In a lesser known B-movie titled Hercules Against the Moon Men, there is what must be a 5 minute sequence of Hercules trudging through the desert. There are no words spoken, no sounds heard, except for the wind blowing the sand. Having sat through it once, I can honestly say that it is the longest five minutes I have ever experienced on film. It feels endless. It feels like how the desert must really feel.
Richard Yates is a truly gifted writer, probably known best for Revolutionary Road, arguably his best work. He writes on the ennui and boredom of suburban life, the barrenness of the American Dream. But he writes about it in a way that draws you in deeper and captivates you completely.

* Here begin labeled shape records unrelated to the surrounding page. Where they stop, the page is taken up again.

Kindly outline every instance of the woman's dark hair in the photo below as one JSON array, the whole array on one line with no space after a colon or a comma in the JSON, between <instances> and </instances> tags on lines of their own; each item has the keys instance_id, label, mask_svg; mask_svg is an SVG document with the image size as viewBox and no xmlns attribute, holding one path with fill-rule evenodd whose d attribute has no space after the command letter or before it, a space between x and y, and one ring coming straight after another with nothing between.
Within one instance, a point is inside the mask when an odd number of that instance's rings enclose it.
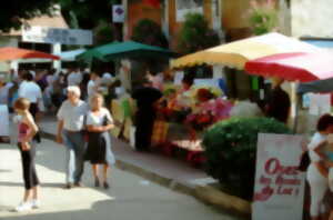
<instances>
[{"instance_id":1,"label":"woman's dark hair","mask_svg":"<svg viewBox=\"0 0 333 220\"><path fill-rule=\"evenodd\" d=\"M325 131L329 126L333 126L333 117L329 113L321 116L316 123L317 131Z\"/></svg>"}]
</instances>

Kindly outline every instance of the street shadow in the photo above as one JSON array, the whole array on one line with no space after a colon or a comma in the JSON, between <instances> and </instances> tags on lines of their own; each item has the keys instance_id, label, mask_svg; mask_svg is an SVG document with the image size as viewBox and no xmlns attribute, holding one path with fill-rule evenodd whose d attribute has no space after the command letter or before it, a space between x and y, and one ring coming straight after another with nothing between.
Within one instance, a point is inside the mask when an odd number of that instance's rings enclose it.
<instances>
[{"instance_id":1,"label":"street shadow","mask_svg":"<svg viewBox=\"0 0 333 220\"><path fill-rule=\"evenodd\" d=\"M64 188L63 183L41 183L42 188ZM23 182L6 182L0 181L0 187L24 187Z\"/></svg>"},{"instance_id":2,"label":"street shadow","mask_svg":"<svg viewBox=\"0 0 333 220\"><path fill-rule=\"evenodd\" d=\"M50 211L43 210L42 208L39 210L31 210L22 213L16 214L14 207L6 207L0 206L0 210L2 211L2 216L4 212L8 212L6 220L46 220L46 219L63 219L63 220L104 220L110 219L110 208L114 203L113 200L103 200L98 201L92 204L90 209L79 209L73 211ZM41 213L41 211L46 213ZM13 216L14 214L14 216Z\"/></svg>"}]
</instances>

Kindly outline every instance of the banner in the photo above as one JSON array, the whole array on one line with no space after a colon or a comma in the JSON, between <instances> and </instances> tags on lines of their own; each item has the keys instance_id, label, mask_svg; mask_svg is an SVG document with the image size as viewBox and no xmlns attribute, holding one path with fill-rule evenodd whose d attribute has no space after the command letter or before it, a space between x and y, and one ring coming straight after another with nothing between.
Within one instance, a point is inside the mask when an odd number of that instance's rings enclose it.
<instances>
[{"instance_id":1,"label":"banner","mask_svg":"<svg viewBox=\"0 0 333 220\"><path fill-rule=\"evenodd\" d=\"M302 143L302 136L259 134L253 220L302 220L305 174L297 170Z\"/></svg>"},{"instance_id":2,"label":"banner","mask_svg":"<svg viewBox=\"0 0 333 220\"><path fill-rule=\"evenodd\" d=\"M203 0L175 0L176 21L183 22L188 13L203 13Z\"/></svg>"},{"instance_id":3,"label":"banner","mask_svg":"<svg viewBox=\"0 0 333 220\"><path fill-rule=\"evenodd\" d=\"M123 23L125 20L124 8L122 4L112 6L112 21L113 23Z\"/></svg>"},{"instance_id":4,"label":"banner","mask_svg":"<svg viewBox=\"0 0 333 220\"><path fill-rule=\"evenodd\" d=\"M30 28L22 28L22 41L52 44L91 46L92 31L33 26Z\"/></svg>"}]
</instances>

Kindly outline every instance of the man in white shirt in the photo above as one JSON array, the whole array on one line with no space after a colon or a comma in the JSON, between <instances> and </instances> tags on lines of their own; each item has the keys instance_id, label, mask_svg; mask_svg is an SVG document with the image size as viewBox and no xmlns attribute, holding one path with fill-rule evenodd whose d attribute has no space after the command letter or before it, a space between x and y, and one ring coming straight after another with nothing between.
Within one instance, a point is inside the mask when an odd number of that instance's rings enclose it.
<instances>
[{"instance_id":1,"label":"man in white shirt","mask_svg":"<svg viewBox=\"0 0 333 220\"><path fill-rule=\"evenodd\" d=\"M82 134L88 104L80 99L81 90L77 86L68 87L68 99L58 111L57 141L67 147L67 189L80 187L84 162L84 140Z\"/></svg>"},{"instance_id":2,"label":"man in white shirt","mask_svg":"<svg viewBox=\"0 0 333 220\"><path fill-rule=\"evenodd\" d=\"M30 104L30 112L36 118L39 111L43 111L41 108L43 104L42 91L40 87L33 81L33 76L31 73L26 73L23 76L24 81L21 82L18 91L19 98L27 98ZM40 108L39 108L40 107Z\"/></svg>"}]
</instances>

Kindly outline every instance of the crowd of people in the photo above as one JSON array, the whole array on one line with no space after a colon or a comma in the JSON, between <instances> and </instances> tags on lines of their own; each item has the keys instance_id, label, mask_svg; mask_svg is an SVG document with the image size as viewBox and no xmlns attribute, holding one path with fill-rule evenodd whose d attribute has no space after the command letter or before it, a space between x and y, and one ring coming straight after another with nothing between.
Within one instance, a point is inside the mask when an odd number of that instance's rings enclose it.
<instances>
[{"instance_id":1,"label":"crowd of people","mask_svg":"<svg viewBox=\"0 0 333 220\"><path fill-rule=\"evenodd\" d=\"M40 181L36 170L36 150L40 143L38 121L46 110L57 111L57 141L65 146L65 188L82 187L84 161L92 164L94 187L109 189L108 171L115 160L109 130L114 127L103 107L103 86L111 84L111 73L102 76L71 69L67 74L50 71L11 71L10 80L0 80L0 103L7 104L18 124L24 194L16 211L40 207ZM99 167L103 168L102 177Z\"/></svg>"}]
</instances>

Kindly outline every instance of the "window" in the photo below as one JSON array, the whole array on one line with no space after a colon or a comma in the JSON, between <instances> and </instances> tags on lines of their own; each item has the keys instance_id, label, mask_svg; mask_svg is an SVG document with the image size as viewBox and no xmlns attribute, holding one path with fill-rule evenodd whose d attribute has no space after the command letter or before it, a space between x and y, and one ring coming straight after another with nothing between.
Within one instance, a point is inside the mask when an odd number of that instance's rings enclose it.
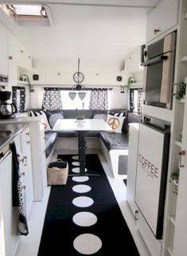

Tao Lin may be a gifted writer. I cannot decide. His most recent novel, Richard Yates, is a story of the ennui and boredom of the 2010 teen/twentysomething. And his boredom is like Hercules' desert. His boredom is boring. I kept pushing myself forward, sure that the story was about to pick up, discovering that it never did. The way he conveys the emptiness of relating by inane text message is by dreaming up a sequence of inane text messages. There may be a kind of brilliance to it, but it is tedious as hell.
I will say this, hours spent reading this book was just as rewarding and fulfilling as hours spent with two bored and boring teenagers. If he hoped to put me in the desert, he did it. But I never sat through that Hercules' segment a second time and I never recommended anyone else do it once.